La Posta Svizzera ha annunciato un nuovo piano di smantellamento degli uffici postali in barba agli utili che l’ex-regia federale continua a incassare. Vale la pena ricordare che nel 2001 il popolo svizzero poteva contare su 3’500 uffici postali distribuiti sul territorio nazionale, oggi ne restano 1’500 che ora saranno ridotti a soli 800. I salariati colpiti dal taglio sono circa 1’200 e l’azienda non può escludere licenziamenti.

Olivier Cottagnoud, sindacalista dei postini
Olivier Cottagnoud, sindacalista dei postini

I sindacati di categoria si sono subito fatti sentire: il sindacato della comunicazione SYNDICOM ha contestato in particolare la giustificazione dei vertici aziendali, secondo cui si tratterebbe di reagire rispetto al calo dei volumi. In realtà è una scusa, che non tiene in considerazione che con i tagli massicci degli ultimi anni già oggi molte prestazioni sono fornite da partner esterni o sono state trasferiti ad altri reparti del gruppo. Arrabbiato anche il Sindacato Autonomo dei Postini (SAP) guidato da Olivier Cottagnoud che ha dichiara come già oggi circa 800mila abitanti sul territorio svizzero non dispongono più di un ufficio postale entro i limiti ragionevoli di distanza.

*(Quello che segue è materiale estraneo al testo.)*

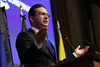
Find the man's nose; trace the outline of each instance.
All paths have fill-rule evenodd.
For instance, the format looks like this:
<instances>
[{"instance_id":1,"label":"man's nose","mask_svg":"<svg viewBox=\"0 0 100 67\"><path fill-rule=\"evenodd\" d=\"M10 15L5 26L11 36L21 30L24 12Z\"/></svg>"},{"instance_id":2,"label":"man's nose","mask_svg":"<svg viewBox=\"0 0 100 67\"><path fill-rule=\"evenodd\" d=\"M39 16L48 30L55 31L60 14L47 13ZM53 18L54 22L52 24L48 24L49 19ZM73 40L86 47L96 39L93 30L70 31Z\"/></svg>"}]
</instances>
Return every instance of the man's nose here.
<instances>
[{"instance_id":1,"label":"man's nose","mask_svg":"<svg viewBox=\"0 0 100 67\"><path fill-rule=\"evenodd\" d=\"M49 18L46 14L44 15L44 17L45 17L45 19L48 19Z\"/></svg>"}]
</instances>

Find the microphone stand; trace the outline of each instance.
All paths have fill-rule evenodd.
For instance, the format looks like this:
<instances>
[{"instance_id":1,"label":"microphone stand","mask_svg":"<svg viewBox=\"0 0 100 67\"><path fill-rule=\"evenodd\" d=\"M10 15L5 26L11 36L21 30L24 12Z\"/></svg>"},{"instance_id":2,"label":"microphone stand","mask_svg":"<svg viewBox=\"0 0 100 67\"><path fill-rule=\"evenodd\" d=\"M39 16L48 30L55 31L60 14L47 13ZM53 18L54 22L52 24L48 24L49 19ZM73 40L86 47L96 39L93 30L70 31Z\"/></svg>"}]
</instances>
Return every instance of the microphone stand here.
<instances>
[{"instance_id":1,"label":"microphone stand","mask_svg":"<svg viewBox=\"0 0 100 67\"><path fill-rule=\"evenodd\" d=\"M68 41L68 43L69 43L69 45L71 46L71 48L74 50L74 52L75 52L75 54L77 55L77 57L79 57L78 54L76 53L74 47L73 47L72 44L70 43L68 37L67 37L66 35L65 35L64 37L65 37L65 39Z\"/></svg>"}]
</instances>

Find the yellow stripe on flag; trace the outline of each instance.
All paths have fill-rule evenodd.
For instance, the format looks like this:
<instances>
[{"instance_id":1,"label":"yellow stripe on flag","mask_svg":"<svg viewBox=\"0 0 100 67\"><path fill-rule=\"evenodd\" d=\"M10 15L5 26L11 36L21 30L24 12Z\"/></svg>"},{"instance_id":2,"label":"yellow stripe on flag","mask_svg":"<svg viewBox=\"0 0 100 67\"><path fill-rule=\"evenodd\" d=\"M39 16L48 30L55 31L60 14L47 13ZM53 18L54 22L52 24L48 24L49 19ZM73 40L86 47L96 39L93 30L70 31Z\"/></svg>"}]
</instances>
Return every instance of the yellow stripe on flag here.
<instances>
[{"instance_id":1,"label":"yellow stripe on flag","mask_svg":"<svg viewBox=\"0 0 100 67\"><path fill-rule=\"evenodd\" d=\"M60 43L59 43L59 61L65 59L65 58L66 58L66 55L65 55L63 40L62 40L62 36L60 36Z\"/></svg>"},{"instance_id":2,"label":"yellow stripe on flag","mask_svg":"<svg viewBox=\"0 0 100 67\"><path fill-rule=\"evenodd\" d=\"M64 44L63 44L63 39L62 35L60 32L60 25L59 21L57 21L57 26L58 26L58 32L59 32L59 61L66 59L66 54L65 54L65 49L64 49Z\"/></svg>"}]
</instances>

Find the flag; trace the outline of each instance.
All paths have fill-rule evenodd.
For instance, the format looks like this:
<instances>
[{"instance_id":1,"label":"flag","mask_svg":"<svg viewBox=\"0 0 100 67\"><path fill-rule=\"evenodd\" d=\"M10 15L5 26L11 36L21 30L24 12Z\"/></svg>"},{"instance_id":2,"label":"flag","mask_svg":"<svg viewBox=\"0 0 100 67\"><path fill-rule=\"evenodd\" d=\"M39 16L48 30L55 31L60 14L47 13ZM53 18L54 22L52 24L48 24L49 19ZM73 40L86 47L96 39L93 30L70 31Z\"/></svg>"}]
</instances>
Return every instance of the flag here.
<instances>
[{"instance_id":1,"label":"flag","mask_svg":"<svg viewBox=\"0 0 100 67\"><path fill-rule=\"evenodd\" d=\"M25 23L25 15L21 16L22 17L22 21L21 21L21 32L25 32L27 31L27 27L26 27L26 23Z\"/></svg>"},{"instance_id":2,"label":"flag","mask_svg":"<svg viewBox=\"0 0 100 67\"><path fill-rule=\"evenodd\" d=\"M0 38L2 38L0 40L3 40L3 42L0 41L0 58L1 58L0 61L2 61L0 62L0 64L3 65L5 63L1 67L14 67L8 23L4 7L0 8L0 32L1 32L0 35L2 36L2 37L0 36Z\"/></svg>"},{"instance_id":3,"label":"flag","mask_svg":"<svg viewBox=\"0 0 100 67\"><path fill-rule=\"evenodd\" d=\"M21 20L21 32L27 31L26 23L25 23L25 15L22 13L22 6L20 4L20 20ZM20 62L20 67L25 67L21 62Z\"/></svg>"},{"instance_id":4,"label":"flag","mask_svg":"<svg viewBox=\"0 0 100 67\"><path fill-rule=\"evenodd\" d=\"M20 5L20 20L21 20L21 32L27 31L26 23L25 23L25 15L22 13L22 6Z\"/></svg>"},{"instance_id":5,"label":"flag","mask_svg":"<svg viewBox=\"0 0 100 67\"><path fill-rule=\"evenodd\" d=\"M66 59L66 54L65 54L62 34L61 34L61 31L60 31L59 21L57 21L57 29L58 29L58 34L59 34L59 50L58 50L59 56L58 56L58 59L59 59L59 61L61 61L63 59Z\"/></svg>"},{"instance_id":6,"label":"flag","mask_svg":"<svg viewBox=\"0 0 100 67\"><path fill-rule=\"evenodd\" d=\"M0 67L8 67L1 30L0 30Z\"/></svg>"}]
</instances>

Sul piano politico si è mosso il Partito Comunista che, attraverso il suo deputato al Gran Consiglio del Canton Ticino, Massimiliano Ay, ha depositato una interrogazione al governo cantonale per conoscere le implicazioni che i nuovi tagli avranno sul territorio e sui lavoratori. Nella sua nota il Partito Comunista ricorda come fu sempre in controtendenza anche a sinistra sui temi relativi alla Posta: nel 1997 i comunisti “furono gli unici a tentare la via referendaria contro la privatizzazione delle PTT (processo peraltro guidato da esponenti socialisti)” e ancora pochi mesi orsono il Partito, clamorosamente perché unico a sinistra, espresse il suo voto favorevole all’iniziativa a favore del servizio pubblico “che avrebbe costretto la Posta a cambiare la propria strategia aziendale dando priorità al servizio pubblico appunto e non alla corsa al massimo profitto”.

Il deputato comunista Ay ha interrogato il governo
Il deputato comunista Ay ha interrogato il governo

I comunisti lamentano poi il fatto “che la Posta agisca sempre quasi fosse una realtà privata e non un’azienda pubblica che dovrebbe dunque coinvolgere la comunità nella pianificazione dell’orientamento aziendale: dai lavoratori agli enti locali”. E rincarano la dosa lamentandosi dell’inadempienza del Consiglio Federale: “la Posta non sta facendo gli interessi dei cittadini e del Paese e l’autorità federale, che dovrebbe intervenire con forza per riprendere il controllo di questo settore strategico dell’economia nazionale, non muoverà un dito anche perché impegnata a negoziare con l’UE ulteriori forme di liberalizzazione del nostro servizio pubblico”. Il riferimento qui è la volontà di Berna di aderire agli accordi TISA/TTIP con l’UE e gli USA.